Wstydzę się tego po prostu. Tak bardzo lubię Kolegę, a tak mnie ta sytuacja krępuje.

Powiedzcie mi, Dobrzy Ludzie, coś wspierającego.

Urlopowe dumania

Och, zaczynam po raz kolejny post i jakoś mnożą się wątki, wkrada się chaos, zapominam, o czym tak naprawdę zamierzałam napisać. Istny bigos i brak redaktorskiej dyscypliny :)

Krótki wstęp zatem: otóż pytano mnie w pracy, kiedy wreszcie wykorzystam tzw. wczasy pod gruszą, uznałam więc, że nie ma na co czekać i z dnia na dzień złożyłam odpowiednie podanie.

I jestem sobie na tych wczasach od poniedziałku, a właściwie już tydzień temu (jest już piątek) zaczęłam celebrować swoje wakacje.
Od ubiegłego piątku czytam już trzecią książkę! O, jak smakuje mi to ulubione dawniej, najukochańsze w świecie zajęcie po kilku latach niepojętego czytelniczego zastoju (nigdy nie zarzuciłam czytania całkowicie, ale to było zupełnie nie to samo)!

Jestem sobie na tym urlopie, załatwiam mniejsze i większe sprawy oraz zobowiązania, ale przede wszystkim wypoczywam.

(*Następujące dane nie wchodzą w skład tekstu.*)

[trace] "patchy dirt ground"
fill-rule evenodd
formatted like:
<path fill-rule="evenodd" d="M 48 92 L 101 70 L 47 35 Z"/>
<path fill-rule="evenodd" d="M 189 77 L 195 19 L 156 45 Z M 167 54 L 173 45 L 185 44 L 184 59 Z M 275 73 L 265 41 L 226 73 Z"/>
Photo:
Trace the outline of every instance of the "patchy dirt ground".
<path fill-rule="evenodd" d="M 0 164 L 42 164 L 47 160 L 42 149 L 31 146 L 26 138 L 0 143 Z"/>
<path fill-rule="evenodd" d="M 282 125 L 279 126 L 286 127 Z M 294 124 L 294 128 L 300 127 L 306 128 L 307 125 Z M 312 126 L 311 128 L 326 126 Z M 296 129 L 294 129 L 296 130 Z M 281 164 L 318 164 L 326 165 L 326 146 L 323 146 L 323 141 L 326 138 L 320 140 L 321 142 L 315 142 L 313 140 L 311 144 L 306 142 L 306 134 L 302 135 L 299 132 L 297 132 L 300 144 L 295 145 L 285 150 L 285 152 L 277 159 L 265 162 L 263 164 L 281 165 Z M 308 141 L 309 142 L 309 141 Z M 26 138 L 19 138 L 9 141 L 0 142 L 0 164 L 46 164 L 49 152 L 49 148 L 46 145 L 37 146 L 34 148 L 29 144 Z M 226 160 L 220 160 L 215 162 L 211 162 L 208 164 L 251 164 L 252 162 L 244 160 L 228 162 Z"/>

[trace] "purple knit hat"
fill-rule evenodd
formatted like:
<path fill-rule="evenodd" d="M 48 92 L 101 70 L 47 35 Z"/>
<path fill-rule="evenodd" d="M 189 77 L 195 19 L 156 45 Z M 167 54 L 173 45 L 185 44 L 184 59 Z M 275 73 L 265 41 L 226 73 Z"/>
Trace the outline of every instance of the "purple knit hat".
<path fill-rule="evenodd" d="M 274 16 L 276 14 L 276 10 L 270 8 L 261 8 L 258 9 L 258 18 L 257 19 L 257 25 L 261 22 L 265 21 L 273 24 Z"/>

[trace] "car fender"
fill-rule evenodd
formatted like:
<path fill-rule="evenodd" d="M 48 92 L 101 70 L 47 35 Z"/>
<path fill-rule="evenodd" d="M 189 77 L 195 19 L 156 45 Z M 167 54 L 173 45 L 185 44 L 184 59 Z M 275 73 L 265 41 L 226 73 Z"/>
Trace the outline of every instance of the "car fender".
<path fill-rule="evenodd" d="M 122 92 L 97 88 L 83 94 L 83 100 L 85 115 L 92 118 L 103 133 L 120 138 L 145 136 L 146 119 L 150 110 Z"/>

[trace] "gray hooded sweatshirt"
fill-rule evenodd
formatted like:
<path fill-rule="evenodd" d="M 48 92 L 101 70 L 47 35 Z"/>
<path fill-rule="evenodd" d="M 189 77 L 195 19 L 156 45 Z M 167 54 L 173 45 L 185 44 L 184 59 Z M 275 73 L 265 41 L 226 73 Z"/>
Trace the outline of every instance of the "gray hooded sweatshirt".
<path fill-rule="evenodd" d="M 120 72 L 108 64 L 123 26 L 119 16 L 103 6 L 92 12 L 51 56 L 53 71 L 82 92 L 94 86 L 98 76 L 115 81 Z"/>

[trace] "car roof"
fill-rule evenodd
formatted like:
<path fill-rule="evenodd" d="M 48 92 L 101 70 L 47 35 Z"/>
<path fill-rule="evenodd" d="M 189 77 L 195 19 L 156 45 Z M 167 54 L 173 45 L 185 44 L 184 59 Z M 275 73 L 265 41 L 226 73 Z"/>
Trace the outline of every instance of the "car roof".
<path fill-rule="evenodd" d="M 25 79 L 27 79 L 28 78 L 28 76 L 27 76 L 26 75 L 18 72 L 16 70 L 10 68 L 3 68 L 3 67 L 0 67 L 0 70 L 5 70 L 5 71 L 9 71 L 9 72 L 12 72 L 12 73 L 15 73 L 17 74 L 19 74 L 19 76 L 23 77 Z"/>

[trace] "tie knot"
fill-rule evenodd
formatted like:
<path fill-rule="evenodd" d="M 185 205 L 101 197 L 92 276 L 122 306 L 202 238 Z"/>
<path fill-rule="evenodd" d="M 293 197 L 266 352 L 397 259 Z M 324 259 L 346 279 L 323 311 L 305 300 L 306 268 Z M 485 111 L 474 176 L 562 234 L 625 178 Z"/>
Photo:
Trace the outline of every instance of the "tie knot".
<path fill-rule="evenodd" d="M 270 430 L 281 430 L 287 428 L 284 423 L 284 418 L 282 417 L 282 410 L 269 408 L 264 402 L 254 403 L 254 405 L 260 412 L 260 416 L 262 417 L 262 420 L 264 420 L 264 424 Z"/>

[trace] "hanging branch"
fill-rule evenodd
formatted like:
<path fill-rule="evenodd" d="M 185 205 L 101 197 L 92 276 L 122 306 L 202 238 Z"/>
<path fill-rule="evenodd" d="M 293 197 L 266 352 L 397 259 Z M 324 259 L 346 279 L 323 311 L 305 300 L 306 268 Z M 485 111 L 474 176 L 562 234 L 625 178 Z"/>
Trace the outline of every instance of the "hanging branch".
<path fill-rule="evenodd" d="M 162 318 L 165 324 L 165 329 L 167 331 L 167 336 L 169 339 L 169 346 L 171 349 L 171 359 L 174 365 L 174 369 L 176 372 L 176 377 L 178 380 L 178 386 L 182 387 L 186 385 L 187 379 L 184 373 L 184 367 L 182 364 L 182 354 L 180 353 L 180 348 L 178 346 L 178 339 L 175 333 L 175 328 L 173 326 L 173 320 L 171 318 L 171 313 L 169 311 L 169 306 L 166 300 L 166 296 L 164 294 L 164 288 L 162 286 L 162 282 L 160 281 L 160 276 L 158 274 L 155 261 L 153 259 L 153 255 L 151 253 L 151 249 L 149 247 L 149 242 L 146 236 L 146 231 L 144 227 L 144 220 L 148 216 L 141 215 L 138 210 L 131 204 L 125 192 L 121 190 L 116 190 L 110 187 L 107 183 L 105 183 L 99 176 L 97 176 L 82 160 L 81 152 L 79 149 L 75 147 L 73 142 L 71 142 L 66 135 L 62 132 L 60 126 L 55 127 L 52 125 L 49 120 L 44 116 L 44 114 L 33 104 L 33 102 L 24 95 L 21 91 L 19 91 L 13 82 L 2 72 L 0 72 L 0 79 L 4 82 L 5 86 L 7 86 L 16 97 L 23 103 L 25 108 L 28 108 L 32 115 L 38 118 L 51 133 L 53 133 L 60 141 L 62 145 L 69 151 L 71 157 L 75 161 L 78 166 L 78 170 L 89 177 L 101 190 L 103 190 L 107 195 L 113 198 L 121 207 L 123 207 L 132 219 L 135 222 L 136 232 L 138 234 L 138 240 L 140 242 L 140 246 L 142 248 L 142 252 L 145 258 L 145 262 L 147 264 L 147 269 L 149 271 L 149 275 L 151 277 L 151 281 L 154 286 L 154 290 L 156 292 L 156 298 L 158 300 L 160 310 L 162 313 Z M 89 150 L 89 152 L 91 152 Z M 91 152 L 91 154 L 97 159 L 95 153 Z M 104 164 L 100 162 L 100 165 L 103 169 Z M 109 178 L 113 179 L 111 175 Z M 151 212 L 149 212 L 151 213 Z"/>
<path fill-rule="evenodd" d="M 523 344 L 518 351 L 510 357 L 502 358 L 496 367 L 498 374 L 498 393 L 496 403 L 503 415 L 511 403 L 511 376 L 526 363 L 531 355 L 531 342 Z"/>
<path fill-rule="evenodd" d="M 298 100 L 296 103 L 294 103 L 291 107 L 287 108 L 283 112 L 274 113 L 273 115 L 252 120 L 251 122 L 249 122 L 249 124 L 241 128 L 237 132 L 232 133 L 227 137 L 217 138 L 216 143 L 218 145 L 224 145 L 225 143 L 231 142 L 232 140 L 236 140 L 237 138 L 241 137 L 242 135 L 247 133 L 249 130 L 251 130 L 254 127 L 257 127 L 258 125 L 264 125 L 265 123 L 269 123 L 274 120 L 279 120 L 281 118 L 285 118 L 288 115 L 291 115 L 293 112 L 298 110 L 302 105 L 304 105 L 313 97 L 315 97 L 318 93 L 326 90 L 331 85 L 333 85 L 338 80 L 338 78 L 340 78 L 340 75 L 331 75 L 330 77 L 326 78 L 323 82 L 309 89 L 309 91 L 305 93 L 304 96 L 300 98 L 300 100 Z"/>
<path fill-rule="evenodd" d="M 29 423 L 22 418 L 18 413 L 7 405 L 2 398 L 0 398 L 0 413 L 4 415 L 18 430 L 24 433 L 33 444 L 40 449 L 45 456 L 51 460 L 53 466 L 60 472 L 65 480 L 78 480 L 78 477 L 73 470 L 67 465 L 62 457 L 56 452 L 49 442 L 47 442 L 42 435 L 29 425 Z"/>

Moją intencją na ten urlop było właśnie to: spotkać się ze sobą, być obecną w każdej chwili, którą przeżywam, docenić właśnie to, że "nic się nie dzieje". Że mogę się do syta wyspać, bez pośpiechu i nerwów zajmować się domem, czytać jak zwariowana, zachłannie i z największą przyjemnością.

Nie musi się dziać nic wielkiego, by było cudownie - i o tym właśnie chciałam napisać. Oraz przy okazji jeszcze raz o D.

Jeszcze nie tak dawno pragnęłam rozrywki, spotkań towarzyskich, wiele czasu spędzałam z D,, ona zapoznała mnie ze swoimi znajomymi, ja ją ze swoimi. Chodziło się a to na potańcówki, a to na koncerty, a to spontanicznie wyskakiwało się na jakieś kulturalne wydarzenia w okolicy. Wesoło było i często zabawnie.

A potem jakoś poważnie zaczęło się robić. Czy wszyscy się zmieniliśmy, czy tylko niektórzy z nas? A jeśli niektórzy - to kto? Osoby wokół mnie czy może ja?

A może po prostu patrzę teraz inaczej, inny jest pryzmat, przez który spoglądam?

Czy ma z tym coś wspólnego tzw. Przebudzenie, które mnie ostatnio mocno zajmuje?

Nie jestem na tym punkcie egzaltowana, fanatyczna, staram się zachować rozsądek, ale pobrzmiewa mi w pamięci i bardzo wyraźnie to teraz odczuwam: kiedy zbliżamy się do samych siebie, poznajemy siebie, decydujemy się być sobą i po swojej stronie - część osób od nas... odpadnie. Okaże się, że nasze drogi się rozchodzą, że odmienne stały się nasze potrzeby. Że przestaje wystarczać to, co do tej pory satysfakcjonowało, że coś z kolei przeszkadza - ku własnemu zaskoczeniu.

Bardzo intensywnie odezwało się to w mojej relacji z D., o czym sporo na blogu napisałam.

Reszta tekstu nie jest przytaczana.